Restaurer 2,8 millions d’hectares d’habitat
Ce phénomène encore mystérieux observé depuis 2006 en Amérique du Nord, mais aussi en Europe notamment, décrit la disparition assez soudaine dans les ruches de millions d’abeilles adultes.
Pour les scientifiques, une combinaison de plusieurs facteurs serait responsable de cette hécatombe, dont une mite parasite, un virus, la diminution des éléments nutritifs disponibles et la nocivité des pesticides.
Le plan d’action américain vise aussi à reconstituer les populations de papillons monarques, en très forte diminution. Le nombre de ces papillons migrateurs, qui vont passer l’hiver dans le Sud, surtout au Mexique, a baissé de 90 %, voire davantage les deux dernières décennies.
Ce plan prévoit de limiter la mortalité des colonies d’abeilles pendant l’hiver à 15 % au maximum dans les dix ans et à restaurer 2,8 millions d’hectares d’habitat dans les cinq ans, grâce à des interventions fédérales et des partenariats entre secteurs public et privé.
Il compte également accroître la population des papillons monarques jusqu’à 225 millions d’individus d’ici à cinq ans sur une superficie de forêt d’environ 6 hectares au Mexique, en collaboration avec le gouvernement mexicain.
Plus prudent sur les pesticides
De nombreuses agences fédérales sont mobilisées pour diversifier les espèces de plantes sur les terres fédérales, pour qu’elles soient mieux adaptées aux besoins nutritifs des abeilles et des autres pollinisateurs.
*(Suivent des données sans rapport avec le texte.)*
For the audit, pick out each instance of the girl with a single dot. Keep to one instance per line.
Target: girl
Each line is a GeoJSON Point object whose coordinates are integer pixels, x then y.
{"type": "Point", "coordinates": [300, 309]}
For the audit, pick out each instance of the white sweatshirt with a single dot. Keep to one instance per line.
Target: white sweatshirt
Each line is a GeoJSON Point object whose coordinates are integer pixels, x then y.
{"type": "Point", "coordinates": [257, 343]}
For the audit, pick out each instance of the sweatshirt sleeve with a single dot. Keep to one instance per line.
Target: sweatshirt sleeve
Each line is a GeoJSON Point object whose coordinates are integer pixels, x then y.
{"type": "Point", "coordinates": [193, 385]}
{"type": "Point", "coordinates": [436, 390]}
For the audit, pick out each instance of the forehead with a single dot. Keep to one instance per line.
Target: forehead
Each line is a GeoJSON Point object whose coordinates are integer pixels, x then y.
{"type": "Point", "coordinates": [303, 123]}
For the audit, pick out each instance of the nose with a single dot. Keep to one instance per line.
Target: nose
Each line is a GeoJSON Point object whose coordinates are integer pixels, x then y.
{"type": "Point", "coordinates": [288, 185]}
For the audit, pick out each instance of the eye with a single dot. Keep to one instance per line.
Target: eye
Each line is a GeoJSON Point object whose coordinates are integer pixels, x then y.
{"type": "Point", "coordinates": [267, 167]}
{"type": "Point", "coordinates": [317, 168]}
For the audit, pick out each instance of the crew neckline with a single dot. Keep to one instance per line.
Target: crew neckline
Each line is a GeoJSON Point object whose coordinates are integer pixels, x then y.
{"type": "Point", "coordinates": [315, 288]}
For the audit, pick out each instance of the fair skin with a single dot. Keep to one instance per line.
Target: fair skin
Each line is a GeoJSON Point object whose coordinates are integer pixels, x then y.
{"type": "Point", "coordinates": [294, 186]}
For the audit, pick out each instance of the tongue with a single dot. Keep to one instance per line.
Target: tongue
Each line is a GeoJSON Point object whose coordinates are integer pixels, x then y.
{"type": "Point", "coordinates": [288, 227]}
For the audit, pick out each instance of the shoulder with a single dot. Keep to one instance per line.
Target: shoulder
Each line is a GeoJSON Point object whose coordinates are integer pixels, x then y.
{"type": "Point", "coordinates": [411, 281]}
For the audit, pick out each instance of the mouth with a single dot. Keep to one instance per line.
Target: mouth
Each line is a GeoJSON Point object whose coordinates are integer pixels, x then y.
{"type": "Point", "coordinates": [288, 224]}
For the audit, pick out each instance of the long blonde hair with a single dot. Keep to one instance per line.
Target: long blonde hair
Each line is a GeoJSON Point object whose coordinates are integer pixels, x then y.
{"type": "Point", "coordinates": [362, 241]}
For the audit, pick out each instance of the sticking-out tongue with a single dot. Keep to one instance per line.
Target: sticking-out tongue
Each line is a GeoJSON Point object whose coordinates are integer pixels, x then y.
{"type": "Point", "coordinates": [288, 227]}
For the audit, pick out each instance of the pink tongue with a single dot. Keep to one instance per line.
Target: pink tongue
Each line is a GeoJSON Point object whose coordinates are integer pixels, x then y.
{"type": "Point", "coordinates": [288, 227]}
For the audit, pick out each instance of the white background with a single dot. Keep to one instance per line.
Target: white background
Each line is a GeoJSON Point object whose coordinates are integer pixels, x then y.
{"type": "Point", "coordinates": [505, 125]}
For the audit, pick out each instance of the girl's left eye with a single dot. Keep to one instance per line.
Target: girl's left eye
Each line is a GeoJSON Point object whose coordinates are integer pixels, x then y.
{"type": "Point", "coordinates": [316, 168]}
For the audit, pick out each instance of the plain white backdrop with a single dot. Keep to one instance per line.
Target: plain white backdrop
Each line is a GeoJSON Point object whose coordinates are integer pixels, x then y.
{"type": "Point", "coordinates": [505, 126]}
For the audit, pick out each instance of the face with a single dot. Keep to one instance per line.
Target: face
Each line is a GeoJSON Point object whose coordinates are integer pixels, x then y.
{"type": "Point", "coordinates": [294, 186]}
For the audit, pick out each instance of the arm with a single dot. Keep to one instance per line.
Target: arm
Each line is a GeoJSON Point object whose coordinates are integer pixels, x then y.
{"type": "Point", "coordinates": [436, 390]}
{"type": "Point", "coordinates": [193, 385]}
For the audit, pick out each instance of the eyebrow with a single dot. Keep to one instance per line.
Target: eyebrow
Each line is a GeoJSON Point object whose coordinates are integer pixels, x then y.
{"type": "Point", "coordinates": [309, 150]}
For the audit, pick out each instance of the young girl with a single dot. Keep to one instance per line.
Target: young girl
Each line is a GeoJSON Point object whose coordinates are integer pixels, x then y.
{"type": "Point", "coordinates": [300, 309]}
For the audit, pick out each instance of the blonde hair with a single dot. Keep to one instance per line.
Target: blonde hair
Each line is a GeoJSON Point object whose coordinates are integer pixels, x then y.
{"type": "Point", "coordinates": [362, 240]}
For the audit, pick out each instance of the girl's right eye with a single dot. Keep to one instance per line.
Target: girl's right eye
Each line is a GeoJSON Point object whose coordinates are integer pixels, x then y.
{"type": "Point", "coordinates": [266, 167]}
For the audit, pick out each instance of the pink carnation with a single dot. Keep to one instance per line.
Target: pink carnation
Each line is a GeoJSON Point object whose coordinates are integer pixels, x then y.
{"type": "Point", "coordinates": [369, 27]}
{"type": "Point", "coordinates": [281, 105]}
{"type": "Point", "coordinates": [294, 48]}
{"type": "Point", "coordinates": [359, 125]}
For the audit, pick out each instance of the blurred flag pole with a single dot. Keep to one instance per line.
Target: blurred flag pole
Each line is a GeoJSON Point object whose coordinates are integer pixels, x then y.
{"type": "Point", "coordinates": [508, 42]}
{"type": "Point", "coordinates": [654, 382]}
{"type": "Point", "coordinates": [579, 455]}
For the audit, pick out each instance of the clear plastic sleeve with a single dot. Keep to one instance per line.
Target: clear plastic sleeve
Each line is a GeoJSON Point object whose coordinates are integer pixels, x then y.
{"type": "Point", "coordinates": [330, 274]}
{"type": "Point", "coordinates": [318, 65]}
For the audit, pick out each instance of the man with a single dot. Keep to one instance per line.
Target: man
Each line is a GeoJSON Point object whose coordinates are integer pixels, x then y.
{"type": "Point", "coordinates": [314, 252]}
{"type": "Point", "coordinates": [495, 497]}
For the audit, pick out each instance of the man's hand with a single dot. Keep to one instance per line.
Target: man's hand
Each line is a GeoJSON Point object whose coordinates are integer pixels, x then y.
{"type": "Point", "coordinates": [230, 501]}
Pour les scientifiques, les vastes régions agricoles pratiquant la monoculture, privent les abeilles de leurs sources de nourriture.
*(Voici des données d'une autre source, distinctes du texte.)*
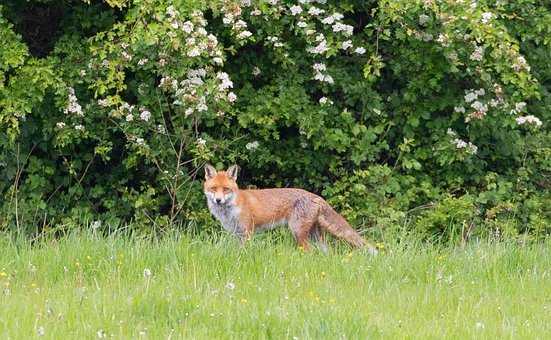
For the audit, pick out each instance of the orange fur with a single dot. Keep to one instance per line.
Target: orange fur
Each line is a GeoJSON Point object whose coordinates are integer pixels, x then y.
{"type": "Point", "coordinates": [245, 211]}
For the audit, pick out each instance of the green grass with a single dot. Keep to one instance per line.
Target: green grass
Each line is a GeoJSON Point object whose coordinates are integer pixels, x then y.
{"type": "Point", "coordinates": [82, 286]}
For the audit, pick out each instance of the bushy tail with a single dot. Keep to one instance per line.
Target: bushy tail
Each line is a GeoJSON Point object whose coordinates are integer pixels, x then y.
{"type": "Point", "coordinates": [334, 223]}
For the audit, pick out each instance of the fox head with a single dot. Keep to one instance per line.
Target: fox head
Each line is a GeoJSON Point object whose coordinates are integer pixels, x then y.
{"type": "Point", "coordinates": [220, 186]}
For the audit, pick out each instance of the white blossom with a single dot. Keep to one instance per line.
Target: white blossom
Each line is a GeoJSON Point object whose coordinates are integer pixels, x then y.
{"type": "Point", "coordinates": [359, 50]}
{"type": "Point", "coordinates": [520, 106]}
{"type": "Point", "coordinates": [459, 109]}
{"type": "Point", "coordinates": [187, 27]}
{"type": "Point", "coordinates": [319, 67]}
{"type": "Point", "coordinates": [145, 115]}
{"type": "Point", "coordinates": [423, 19]}
{"type": "Point", "coordinates": [256, 71]}
{"type": "Point", "coordinates": [347, 44]}
{"type": "Point", "coordinates": [347, 29]}
{"type": "Point", "coordinates": [529, 120]}
{"type": "Point", "coordinates": [252, 145]}
{"type": "Point", "coordinates": [486, 17]}
{"type": "Point", "coordinates": [314, 11]}
{"type": "Point", "coordinates": [244, 35]}
{"type": "Point", "coordinates": [478, 54]}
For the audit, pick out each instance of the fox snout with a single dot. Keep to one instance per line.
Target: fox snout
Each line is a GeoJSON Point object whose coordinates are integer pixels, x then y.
{"type": "Point", "coordinates": [219, 197]}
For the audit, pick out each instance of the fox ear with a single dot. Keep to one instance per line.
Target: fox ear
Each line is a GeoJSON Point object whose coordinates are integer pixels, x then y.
{"type": "Point", "coordinates": [210, 171]}
{"type": "Point", "coordinates": [232, 172]}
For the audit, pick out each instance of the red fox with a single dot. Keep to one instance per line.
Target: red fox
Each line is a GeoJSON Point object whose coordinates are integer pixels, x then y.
{"type": "Point", "coordinates": [242, 212]}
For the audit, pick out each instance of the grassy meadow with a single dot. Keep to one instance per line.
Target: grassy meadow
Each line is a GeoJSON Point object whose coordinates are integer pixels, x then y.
{"type": "Point", "coordinates": [86, 286]}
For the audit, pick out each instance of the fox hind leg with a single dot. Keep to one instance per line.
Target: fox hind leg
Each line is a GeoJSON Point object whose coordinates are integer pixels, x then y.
{"type": "Point", "coordinates": [317, 236]}
{"type": "Point", "coordinates": [303, 220]}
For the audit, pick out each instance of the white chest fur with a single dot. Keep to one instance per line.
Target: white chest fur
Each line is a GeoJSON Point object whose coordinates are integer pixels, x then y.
{"type": "Point", "coordinates": [228, 215]}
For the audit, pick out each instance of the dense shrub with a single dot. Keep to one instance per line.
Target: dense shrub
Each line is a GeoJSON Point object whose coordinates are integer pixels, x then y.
{"type": "Point", "coordinates": [396, 110]}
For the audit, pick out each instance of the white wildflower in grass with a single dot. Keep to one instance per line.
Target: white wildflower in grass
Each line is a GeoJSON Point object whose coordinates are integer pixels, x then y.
{"type": "Point", "coordinates": [145, 115]}
{"type": "Point", "coordinates": [423, 19]}
{"type": "Point", "coordinates": [347, 44]}
{"type": "Point", "coordinates": [486, 17]}
{"type": "Point", "coordinates": [244, 35]}
{"type": "Point", "coordinates": [252, 145]}
{"type": "Point", "coordinates": [478, 54]}
{"type": "Point", "coordinates": [530, 119]}
{"type": "Point", "coordinates": [295, 10]}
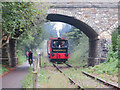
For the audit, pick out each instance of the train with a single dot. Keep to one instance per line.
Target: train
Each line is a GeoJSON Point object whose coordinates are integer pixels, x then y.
{"type": "Point", "coordinates": [57, 49]}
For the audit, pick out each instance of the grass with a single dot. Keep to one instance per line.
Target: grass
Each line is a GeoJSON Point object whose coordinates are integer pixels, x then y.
{"type": "Point", "coordinates": [81, 79]}
{"type": "Point", "coordinates": [107, 71]}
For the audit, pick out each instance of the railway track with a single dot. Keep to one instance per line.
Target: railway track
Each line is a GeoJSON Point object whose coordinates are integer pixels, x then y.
{"type": "Point", "coordinates": [88, 75]}
{"type": "Point", "coordinates": [97, 79]}
{"type": "Point", "coordinates": [71, 81]}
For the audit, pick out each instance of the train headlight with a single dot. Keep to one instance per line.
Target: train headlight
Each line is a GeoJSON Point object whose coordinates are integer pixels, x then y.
{"type": "Point", "coordinates": [52, 54]}
{"type": "Point", "coordinates": [66, 54]}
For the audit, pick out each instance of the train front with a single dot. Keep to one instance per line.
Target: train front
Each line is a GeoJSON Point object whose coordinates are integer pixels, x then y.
{"type": "Point", "coordinates": [59, 50]}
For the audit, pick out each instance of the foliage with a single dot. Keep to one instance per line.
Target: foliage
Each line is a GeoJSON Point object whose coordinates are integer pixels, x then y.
{"type": "Point", "coordinates": [78, 47]}
{"type": "Point", "coordinates": [111, 65]}
{"type": "Point", "coordinates": [21, 57]}
{"type": "Point", "coordinates": [115, 40]}
{"type": "Point", "coordinates": [73, 37]}
{"type": "Point", "coordinates": [17, 17]}
{"type": "Point", "coordinates": [79, 55]}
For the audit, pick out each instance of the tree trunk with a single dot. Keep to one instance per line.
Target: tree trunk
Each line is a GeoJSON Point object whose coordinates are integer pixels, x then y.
{"type": "Point", "coordinates": [12, 52]}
Le projet, qui met aussi l’accent sur la recherche scientifique, repose sur une stratégie « de mobilisation de toutes les ressources », faisant appel à tout un chacun, du fonctionnaire fédéral au simple citoyen, pour agir et sauver les abeilles, explique la Maison Blanche. Ces mesures sont l’aboutissement de l’appel lancé en juin 2014 par le président, Barack Obama, pour mettre en œuvre une stratégie fédérale.
« Accroître l’étendue et la qualité de l’habitat des pollinisateurs est une partie importante de cet effort allant du développement de jardins près des immeubles fédéraux à la restauration de millions d’hectares de terres domaniales et privées », a précisé la présidence.
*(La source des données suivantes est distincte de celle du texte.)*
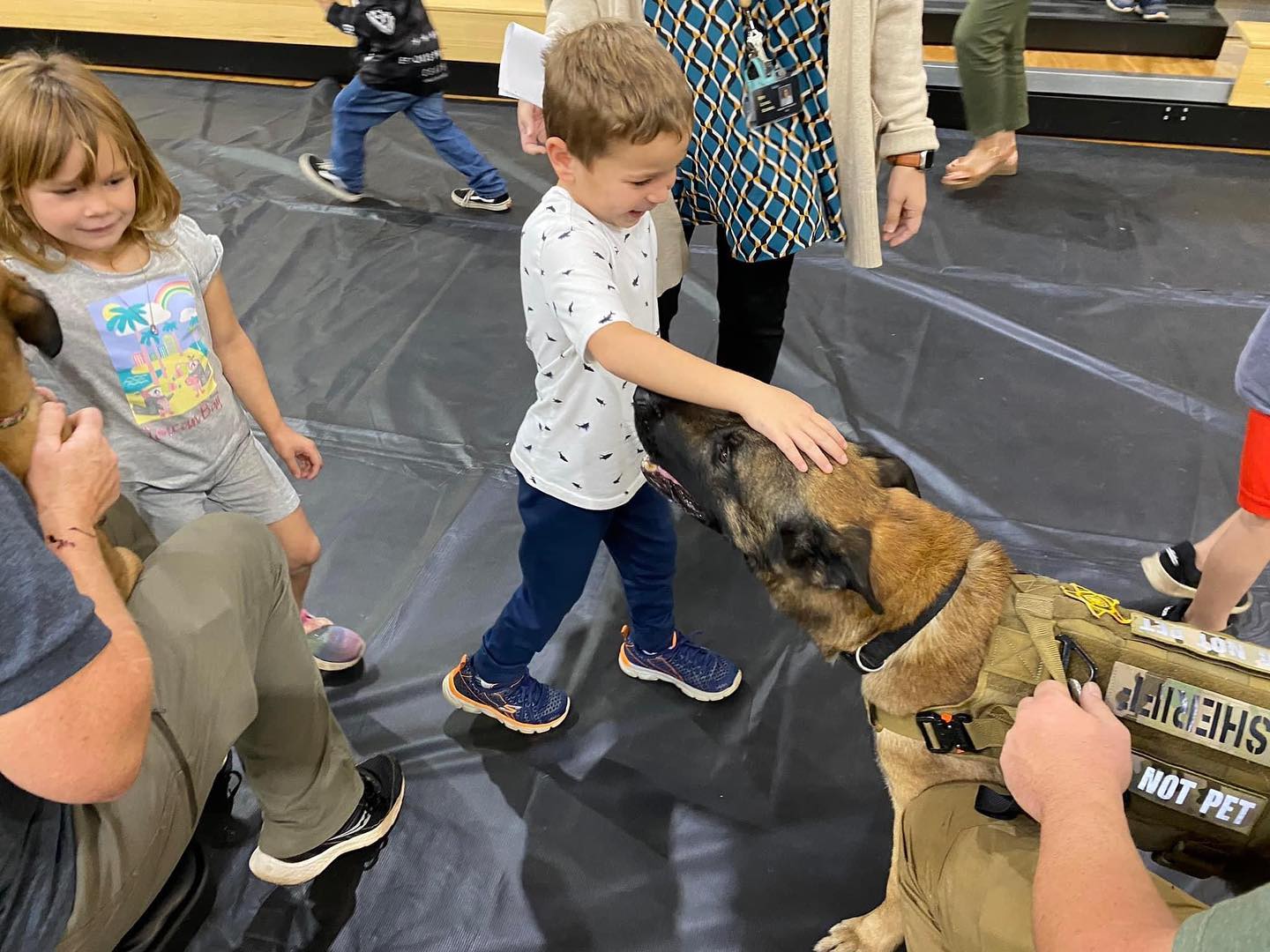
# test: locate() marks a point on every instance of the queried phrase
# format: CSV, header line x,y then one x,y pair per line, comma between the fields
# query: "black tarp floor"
x,y
1053,354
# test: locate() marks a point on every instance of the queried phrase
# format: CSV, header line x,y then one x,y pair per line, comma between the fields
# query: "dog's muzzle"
x,y
672,489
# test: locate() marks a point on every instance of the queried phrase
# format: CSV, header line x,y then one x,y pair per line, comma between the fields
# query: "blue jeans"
x,y
557,553
360,108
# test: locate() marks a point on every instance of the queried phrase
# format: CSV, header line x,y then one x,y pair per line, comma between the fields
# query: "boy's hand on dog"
x,y
297,452
71,481
1062,753
796,428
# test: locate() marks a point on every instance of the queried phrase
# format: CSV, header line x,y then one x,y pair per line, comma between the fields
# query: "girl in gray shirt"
x,y
150,338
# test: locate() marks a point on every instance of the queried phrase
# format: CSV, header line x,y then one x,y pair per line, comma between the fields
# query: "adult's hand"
x,y
534,132
71,481
1061,752
906,205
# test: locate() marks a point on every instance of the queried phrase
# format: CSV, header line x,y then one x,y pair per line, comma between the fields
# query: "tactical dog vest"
x,y
1197,706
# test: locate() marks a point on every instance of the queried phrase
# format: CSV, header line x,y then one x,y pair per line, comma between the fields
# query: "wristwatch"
x,y
923,160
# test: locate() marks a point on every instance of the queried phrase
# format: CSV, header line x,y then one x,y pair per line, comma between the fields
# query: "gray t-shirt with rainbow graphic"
x,y
138,348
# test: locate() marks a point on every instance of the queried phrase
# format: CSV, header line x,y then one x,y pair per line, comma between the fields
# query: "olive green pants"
x,y
990,40
231,668
967,879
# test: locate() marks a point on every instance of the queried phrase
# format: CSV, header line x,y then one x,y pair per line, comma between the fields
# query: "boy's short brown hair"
x,y
611,81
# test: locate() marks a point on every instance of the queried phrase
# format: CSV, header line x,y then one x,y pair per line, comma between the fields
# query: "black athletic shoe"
x,y
322,173
1171,571
217,825
371,822
467,198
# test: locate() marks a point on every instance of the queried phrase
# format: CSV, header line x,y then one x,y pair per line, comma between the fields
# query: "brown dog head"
x,y
29,314
811,530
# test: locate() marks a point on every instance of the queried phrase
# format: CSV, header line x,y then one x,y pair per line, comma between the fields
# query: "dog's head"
x,y
28,312
811,528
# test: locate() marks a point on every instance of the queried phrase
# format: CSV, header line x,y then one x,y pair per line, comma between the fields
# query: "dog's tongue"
x,y
652,469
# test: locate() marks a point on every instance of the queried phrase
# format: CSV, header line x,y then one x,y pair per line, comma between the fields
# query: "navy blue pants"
x,y
557,554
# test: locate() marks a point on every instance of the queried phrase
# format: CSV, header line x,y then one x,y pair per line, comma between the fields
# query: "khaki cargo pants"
x,y
966,879
231,668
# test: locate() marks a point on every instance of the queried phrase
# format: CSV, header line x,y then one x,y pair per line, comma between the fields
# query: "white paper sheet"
x,y
519,72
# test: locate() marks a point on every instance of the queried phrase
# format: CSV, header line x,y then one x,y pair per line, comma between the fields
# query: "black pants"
x,y
752,297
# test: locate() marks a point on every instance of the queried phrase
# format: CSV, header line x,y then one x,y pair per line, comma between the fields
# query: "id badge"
x,y
771,94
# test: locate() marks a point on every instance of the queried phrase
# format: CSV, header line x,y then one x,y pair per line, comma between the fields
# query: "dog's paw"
x,y
841,938
127,573
855,936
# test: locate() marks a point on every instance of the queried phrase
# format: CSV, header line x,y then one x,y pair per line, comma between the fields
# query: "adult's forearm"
x,y
1091,890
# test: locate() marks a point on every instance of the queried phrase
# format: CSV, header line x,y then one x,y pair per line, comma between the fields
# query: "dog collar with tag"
x,y
873,655
14,419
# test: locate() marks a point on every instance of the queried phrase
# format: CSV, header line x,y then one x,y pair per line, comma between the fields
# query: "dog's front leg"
x,y
882,929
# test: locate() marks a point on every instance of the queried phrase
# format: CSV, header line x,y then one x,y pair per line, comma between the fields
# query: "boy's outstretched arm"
x,y
788,420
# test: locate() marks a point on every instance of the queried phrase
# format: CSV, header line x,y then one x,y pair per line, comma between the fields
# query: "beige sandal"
x,y
960,175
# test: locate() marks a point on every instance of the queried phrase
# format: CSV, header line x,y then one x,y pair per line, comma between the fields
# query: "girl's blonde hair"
x,y
49,104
Mais la Maison Blanche s’est montrée mesurée sur l’impact des insecticides : « Les pesticides jouent un rôle-clé dans la production agricole et la santé de notre société. Atténuer leurs effets sur les abeilles est une priorité du gouvernement fédéral », explique le document.
Un plan qui ne va pas assez loin, pour les organisations
En avril, l’Agence de protection de l’environnement américaine (EPA – Environnemental Protection Agency) a accordé un moratoire sur l’utilisation de certains pesticides (néonicotinoïdes) jusqu’à une évaluation complète des risques. L’Union européenne a, elle, interdit trois grandes classes de ces pesticides accusés de tuer les abeilles.
Tout en se félicitant de ce plan, les organisations de défense de la nature aux Etats-Unis estiment que l’administration Obama ne va pas assez loin, surtout pour réduire l’usage des pesticides.
« Le président a raison d’insister sur l’urgence de ce problème. Ces recommandations sont un bon premier pas pour sauver les abeilles, mais davantage d’actions plus urgentes sont nécessaires », juge Peter Lehner, directeur du Natural Resources Defense Council (NRDC – Conseil de défense des ressources naturelles), une organisation non gouvernementale, qui appelle à une réduction drastique de l’usage des pesticides.